SOMETIMES it feels as if we are living in a parallel universe to our children. Technology is moving so fast, I can’t keep up with everything they’re into. And the terminology they use baffles me.

I don’t understand Instagram and Snapchat. And when I complained, after seeing the brilliant documentary film Amy, about the singer-songwriter Amy Winehouse, that I was going to have to buy her Back to Black CD again as one of the boys lost my old one years ago, they laughed.

“No-one buys CDs anymore, Mum. You’re so out of touch.” We daren’t mention our old vinyl records, ancient artefacts which should probably have been rehoused in a museum by now.

But we’re not just at odds over technology.

All our cultural references are out of sync. We’ll refer to a really popular TV series of a few years back, a widely known catch-phrase or a pretty big pop star from our youth and they look at us, baffled.

I suppose it was hardly surprising when I told one of them that his school blazer was so tight he looked like Norman Wisdom that they all went: “Norman Who?”

Or that we had to call up a clip of Acorn Antiques on You Tube to explain a joke to them, which involved comparing granny to ‘Mrs Overall’.

We’re going to hear Squeeze – the British band popular in the Seventies, Eighties and Nineties - play in October, and of course they haven’t heard of them.

I’ve become used to the feeling that I am trapped in some sort of time lapse as far as my children are concerned. But when our 22-year-old, Charlie, brought his girlfriend Emily up from London for the weekend to see the Yorkshire Dales, it was refreshing to go out and do something we could all enjoy together.

They seemed to appreciate the ancient splendour of Fountains Abbey as much as I did. And the timeless appeal of the beautiful rolling countryside as we drove through Masham, Middleham and Leyburn, wasn’t lost on them either.

When Emily commented on the wide, open views, Charlie was able to show off some of his local knowledge: “Did you know, North Yorkshire is the biggest county in England?” he said.

We were about to head to Reeth: “Actually,” I added: “The village where we’re going to next used to boast having the bobby with the biggest beat in the whole of England?”

“What are you talking about?” said Charlie. “Well, I did a story about it years ago for The Northern Echo - the bobby with the biggest beat in the country.”

“Bobby?” said Charlie. “Beat? What are these words, bobby and beat? It sounds as if you’re speaking a different language. I haven’t got a clue what you’re talking about.”

Emily intervened: “Bobby is an old-fashioned word for policeman, Charlie.
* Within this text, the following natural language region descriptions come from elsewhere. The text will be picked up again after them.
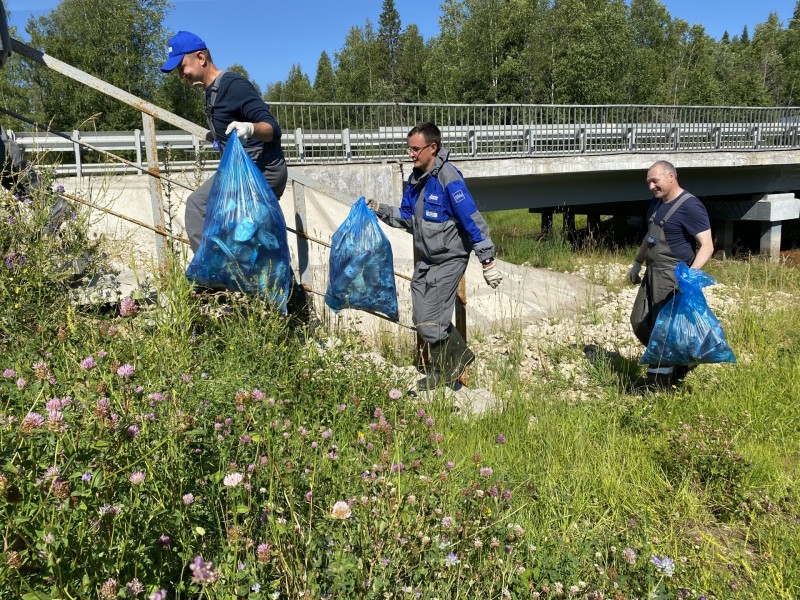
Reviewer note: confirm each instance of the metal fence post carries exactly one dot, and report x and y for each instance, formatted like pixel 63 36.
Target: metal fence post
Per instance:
pixel 300 220
pixel 76 135
pixel 137 136
pixel 348 150
pixel 156 192
pixel 298 140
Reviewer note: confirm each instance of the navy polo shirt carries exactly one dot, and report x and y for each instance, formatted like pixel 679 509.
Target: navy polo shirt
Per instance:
pixel 690 219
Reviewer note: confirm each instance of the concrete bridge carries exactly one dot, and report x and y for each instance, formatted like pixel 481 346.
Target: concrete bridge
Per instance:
pixel 734 186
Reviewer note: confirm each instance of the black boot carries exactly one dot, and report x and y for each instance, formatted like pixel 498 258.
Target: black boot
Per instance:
pixel 460 355
pixel 438 367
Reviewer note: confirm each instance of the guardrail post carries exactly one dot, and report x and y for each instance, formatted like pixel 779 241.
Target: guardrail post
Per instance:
pixel 156 192
pixel 76 135
pixel 630 133
pixel 137 136
pixel 299 194
pixel 461 316
pixel 298 141
pixel 348 150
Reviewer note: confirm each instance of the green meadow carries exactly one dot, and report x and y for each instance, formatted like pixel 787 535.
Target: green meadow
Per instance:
pixel 187 445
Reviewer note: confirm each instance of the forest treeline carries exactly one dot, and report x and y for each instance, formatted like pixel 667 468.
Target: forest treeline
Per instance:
pixel 486 51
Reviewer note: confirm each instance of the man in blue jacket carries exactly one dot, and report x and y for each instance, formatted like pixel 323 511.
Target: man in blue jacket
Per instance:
pixel 439 211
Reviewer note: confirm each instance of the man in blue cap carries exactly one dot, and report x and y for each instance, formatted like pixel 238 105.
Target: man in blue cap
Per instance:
pixel 232 105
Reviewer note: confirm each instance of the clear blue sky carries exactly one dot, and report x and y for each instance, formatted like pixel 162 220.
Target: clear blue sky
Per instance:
pixel 277 35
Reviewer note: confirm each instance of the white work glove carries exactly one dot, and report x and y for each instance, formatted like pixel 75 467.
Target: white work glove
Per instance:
pixel 492 275
pixel 633 274
pixel 243 130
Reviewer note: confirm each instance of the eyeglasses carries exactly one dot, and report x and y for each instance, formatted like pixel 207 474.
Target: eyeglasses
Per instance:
pixel 414 150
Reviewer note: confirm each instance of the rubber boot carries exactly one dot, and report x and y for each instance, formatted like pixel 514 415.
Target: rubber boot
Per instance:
pixel 438 366
pixel 460 355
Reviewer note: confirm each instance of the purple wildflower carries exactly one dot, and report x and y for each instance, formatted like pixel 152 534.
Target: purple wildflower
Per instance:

And the beat is the district or patch he covers.”

Charlie looked stunned. “How do you know that?” he said, amazed. “I studied criminology at university,” she said.

PARENTS of teenage boys who have smelly feet (that’s all of them) might be interested in the following piece of information.

My 19-year-old, Patrick, who plays a lot of sport, admits that the smell of his room in university halls in Manchester had got to the point where it was almost unbearable: “What with football and rugby boots, trainers and astroturf trainers all in one small room, it was becoming too much, especially in winter when it was too cold to keep the windows open.”

Then someone told him to try a fresh, dry teabag in each shoe: “It worked, honestly,” said Patrick. “I don’t know how, but it just absorbs the smell. I don’t notice a thing now.”

So, to anyone who wants to try it, he says all you need to do is change the teabags once a week to ensure a smell-free zone.

All I would add is if, like Patrick, your son is away at university and decides to take this piece of advice, if you’re ever visiting, think twice before accepting the offer of a cup of tea…

MY eight year old nephew, Ben, was showing me something on his iPad: “Do you know, you’re allowed to bring your own iPad into class in my school when you’re in years 5 and 6,” he said. “Are you really?” I asked. “Oh yes, as long as you don’t get caught,” he replied.